Le champion incontesté parce qu’incontestable du panafricanisme, Osagyefo Dr Kwame Nkrumah, et ses compagnons de la lutte pour l’indépendance et pour un « achievement » (réalisation) panafricaniste n’avaient pas mal pensé au début des années 60, en plein mouvement des indépendances africaines. Leur idée était qu’une compétition footballistique d’envergure comme la Coupe d’Afrique des Nations (CAN) pouvait et peut contribuer à l’émancipation, à l’unification et au rayonnement mondial de l’Afrique.
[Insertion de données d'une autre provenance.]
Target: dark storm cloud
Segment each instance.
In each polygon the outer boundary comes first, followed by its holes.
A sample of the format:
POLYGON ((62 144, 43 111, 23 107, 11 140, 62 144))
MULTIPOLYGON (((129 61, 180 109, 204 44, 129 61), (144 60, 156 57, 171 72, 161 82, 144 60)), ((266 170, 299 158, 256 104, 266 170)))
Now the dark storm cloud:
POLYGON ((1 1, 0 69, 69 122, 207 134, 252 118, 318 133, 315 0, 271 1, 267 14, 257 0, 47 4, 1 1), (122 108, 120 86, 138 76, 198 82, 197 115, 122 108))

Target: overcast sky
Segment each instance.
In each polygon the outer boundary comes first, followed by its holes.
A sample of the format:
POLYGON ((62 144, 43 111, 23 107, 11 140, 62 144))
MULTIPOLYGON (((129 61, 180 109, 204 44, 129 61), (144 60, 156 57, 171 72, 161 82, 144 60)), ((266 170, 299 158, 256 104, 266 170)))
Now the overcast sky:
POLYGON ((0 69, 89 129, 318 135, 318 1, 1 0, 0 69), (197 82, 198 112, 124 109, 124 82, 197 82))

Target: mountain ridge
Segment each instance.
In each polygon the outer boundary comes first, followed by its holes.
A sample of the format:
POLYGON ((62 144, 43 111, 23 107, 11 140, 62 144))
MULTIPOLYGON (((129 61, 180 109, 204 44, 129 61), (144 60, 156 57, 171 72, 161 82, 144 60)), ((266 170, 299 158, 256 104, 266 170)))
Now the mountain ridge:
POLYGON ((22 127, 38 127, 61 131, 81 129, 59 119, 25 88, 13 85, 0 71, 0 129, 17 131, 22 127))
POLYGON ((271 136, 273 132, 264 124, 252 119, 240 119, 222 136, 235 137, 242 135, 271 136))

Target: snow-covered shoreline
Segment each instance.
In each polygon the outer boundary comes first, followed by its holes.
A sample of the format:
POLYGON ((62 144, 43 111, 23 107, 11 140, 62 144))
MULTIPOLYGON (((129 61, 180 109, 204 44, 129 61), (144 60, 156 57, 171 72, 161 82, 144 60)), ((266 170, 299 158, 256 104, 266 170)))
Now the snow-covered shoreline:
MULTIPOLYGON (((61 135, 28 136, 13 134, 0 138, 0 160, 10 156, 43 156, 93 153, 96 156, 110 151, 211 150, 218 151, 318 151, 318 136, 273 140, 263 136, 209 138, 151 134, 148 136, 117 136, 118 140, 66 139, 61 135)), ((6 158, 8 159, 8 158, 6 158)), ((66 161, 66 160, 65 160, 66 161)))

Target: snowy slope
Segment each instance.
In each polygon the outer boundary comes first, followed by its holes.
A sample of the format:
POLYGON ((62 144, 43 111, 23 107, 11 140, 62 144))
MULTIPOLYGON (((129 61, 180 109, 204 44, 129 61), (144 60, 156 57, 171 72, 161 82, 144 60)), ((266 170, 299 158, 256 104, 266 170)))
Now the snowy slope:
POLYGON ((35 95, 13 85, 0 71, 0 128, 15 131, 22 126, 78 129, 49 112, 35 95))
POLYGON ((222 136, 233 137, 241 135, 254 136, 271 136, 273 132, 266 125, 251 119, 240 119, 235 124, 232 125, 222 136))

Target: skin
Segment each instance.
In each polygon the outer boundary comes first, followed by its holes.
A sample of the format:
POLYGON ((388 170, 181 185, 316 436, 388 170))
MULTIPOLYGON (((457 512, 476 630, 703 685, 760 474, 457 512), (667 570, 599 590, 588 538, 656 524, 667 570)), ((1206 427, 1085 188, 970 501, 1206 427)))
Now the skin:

En cette 35ème édition de cette compétition sportive-phare du continent, l’histoire leur a donné et continue de leur donner raison. Tous les deux ans (bientôt, tous les 4 ans), au fil des tournois, la CAN s’est imposée comme un événement sportif majeur de l’Afrique et du monde. Le succès est indiscutable à ce niveau et c’est tout le monde sportif africain, à commencer par la Confédération africaine de football,(CAF) qui est à saluer, à féliciter et à encourager pour aller toujours dans le bon sens panafricain.
Nul doute qu’aujourd’hui, en 2025, au moment où commencent les matchs au royaume chérifien, l’Afrique, notre continent, est à la croisée des chemins pour (re) négocier un nouveau repositionnement sur l’échiquier post- glaciaire d’après Yalta. Les premières décisions de San Francisco (1945) ont, après plus de 70 ans, montré leurs limites ou, pour dire crûment et honnêtement les choses, sont quasiment dépassées et obsolètes.
La question du Conseil de Sécurité de l’ ONU, est bel et bien là pour apporter la preuve évidente que les options de 1945 ,ont vieilli et que l’Afrique ne saurait continuer à être traitée comme « moins que rien » au sein de l’establishement mondial qui avait été conçu et construit pour la démocratie, la paix et la sécurité internationales. Il faut, aujourd’hui, un aggiornamento et des réformes pour que l’Afrique ait une place raisonnable au sein de l’institution mondiale.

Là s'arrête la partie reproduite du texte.